B. On the other hand, Articles 4(1) and 10 of the former Disciplinary Guidelines of the Credit Union (No. 18 No. e. 18) provide that a new consultation officer who was requested by the National Credit Union Federation of Korea to take a heavy disciplinary measure, such as suspension of duties, cannot perform his duties until the disciplinary measure is finalized. As properly pointed out by the court below, the above provision is designed to prevent the occurrence of damages to the new consultation, as it is likely that if an officer suspected of corruption continues to perform his duties from the time of receiving a request for disciplinary action until the disciplinary measure becomes final and conclusive. The "duty" in this context is not limited to the duties performed by an officer, who is the person subject to disciplinary action, at the time of receiving the request for disciplinary action, but it shall be deemed that the duties

Therefore, in this case, the above co-defendant 7 of the court below, who was the president from the date on which the request for disciplinary action by the National Credit Union Federation of Korea was received by the non-party 1 credit union, and the above defendant 4, who was the vice president at the time of receiving the request for disciplinary action as the former president, cannot perform his duties as the vice-chairperson. Such circumstance constitutes a ground prescribed by the resolution of the board of directors of the non-party 1 credit union of February 18, 200.
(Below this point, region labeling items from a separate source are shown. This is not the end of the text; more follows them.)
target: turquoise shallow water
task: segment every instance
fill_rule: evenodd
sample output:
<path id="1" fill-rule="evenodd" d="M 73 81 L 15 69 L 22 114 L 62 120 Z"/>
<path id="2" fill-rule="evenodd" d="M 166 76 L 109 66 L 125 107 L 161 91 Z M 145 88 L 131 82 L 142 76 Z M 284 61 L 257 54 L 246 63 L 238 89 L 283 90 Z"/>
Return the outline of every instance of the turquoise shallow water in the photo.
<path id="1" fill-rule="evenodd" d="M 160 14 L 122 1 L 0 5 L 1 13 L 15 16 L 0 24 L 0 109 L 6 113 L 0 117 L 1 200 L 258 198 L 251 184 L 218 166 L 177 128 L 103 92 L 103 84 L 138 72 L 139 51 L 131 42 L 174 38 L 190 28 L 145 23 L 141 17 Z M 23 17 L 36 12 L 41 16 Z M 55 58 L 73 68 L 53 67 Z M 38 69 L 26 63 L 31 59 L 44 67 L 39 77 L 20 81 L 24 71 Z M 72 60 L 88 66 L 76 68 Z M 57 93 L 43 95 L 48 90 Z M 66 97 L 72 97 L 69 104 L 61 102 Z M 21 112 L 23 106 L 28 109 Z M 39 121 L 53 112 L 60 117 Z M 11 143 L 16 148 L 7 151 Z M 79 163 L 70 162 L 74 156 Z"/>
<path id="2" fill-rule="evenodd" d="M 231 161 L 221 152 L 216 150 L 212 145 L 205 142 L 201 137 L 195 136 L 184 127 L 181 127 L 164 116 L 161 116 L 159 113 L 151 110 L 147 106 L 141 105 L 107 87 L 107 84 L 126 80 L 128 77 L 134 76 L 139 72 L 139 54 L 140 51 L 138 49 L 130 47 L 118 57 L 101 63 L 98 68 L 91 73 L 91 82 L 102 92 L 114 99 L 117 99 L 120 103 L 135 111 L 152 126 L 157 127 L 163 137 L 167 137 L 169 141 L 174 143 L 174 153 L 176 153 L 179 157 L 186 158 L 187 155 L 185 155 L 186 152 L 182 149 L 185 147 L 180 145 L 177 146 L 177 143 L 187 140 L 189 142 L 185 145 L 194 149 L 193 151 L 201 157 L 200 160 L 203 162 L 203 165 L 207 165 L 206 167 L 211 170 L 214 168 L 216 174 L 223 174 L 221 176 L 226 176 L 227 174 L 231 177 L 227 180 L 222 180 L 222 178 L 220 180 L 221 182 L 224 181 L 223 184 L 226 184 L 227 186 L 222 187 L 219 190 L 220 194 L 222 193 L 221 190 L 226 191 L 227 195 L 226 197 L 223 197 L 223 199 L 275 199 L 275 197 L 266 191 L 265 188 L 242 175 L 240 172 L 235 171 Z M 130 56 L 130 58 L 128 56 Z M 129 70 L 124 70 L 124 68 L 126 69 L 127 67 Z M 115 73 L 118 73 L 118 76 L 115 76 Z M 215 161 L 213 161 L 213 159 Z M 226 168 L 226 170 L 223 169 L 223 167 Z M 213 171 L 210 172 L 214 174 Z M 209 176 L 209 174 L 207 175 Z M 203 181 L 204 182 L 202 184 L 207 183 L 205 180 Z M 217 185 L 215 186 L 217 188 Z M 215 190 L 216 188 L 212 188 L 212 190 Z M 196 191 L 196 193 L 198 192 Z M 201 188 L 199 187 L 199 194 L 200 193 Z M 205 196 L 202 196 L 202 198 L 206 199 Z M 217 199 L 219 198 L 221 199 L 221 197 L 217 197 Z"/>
Thus, Defendant 5 was entitled to act on behalf of the president as a matter of course from the date of receipt of request for disciplinary action, and Defendant 5 was to exclude Defendant 7 and Defendant 4 from participating in the partnership's business until disciplinary action is taken place.

As above, Defendant 5, like the approval of the court below, left Defendant 7, a co-defendant 7 of the court below, who used the seal of Defendant 5, to continue to provide a loan to employees of entertainment establishments, and as a result, Nonparty 1's credit union suffered damages as seen earlier, it is not related to whether the regular board of directors of the non-party 1's credit union held on July 31, 2002 was held or whether the resolution of disciplinary action against the above co-defendant 7 of the court below and Defendant 4 was legally effective, as alleged in the grounds of appeal.

C. Therefore, it is not appropriate for the court below to decide whether to hold a meeting of the board of directors on July 31, 2002, whether it is legitimate, and the effect of the disciplinary action taken by the court below. However, in accordance with the above, the court below's decision that recognized Defendant 5's liability is justifiable and there is no violation of law as alleged in the grounds of appeal. The remaining grounds of appeal by Defendant 5 are purported that the court below erred in the selection of evidence belonging to the exclusive authority of the court below, or erred in the judgment of the court below on the premise of facts different from the facts acknowledged by the court below, and thus,

4. As to Defendant 4’s appeal

Defendant 4 did not state the grounds of appeal in the petition of appeal, and did not submit the appellate brief within the statutory period.

5. Conclusion

Therefore, all appeals are dismissed, and the costs of appeal are assessed against the losing party. It is so decided as per Disposition by the assent of all participating Justices.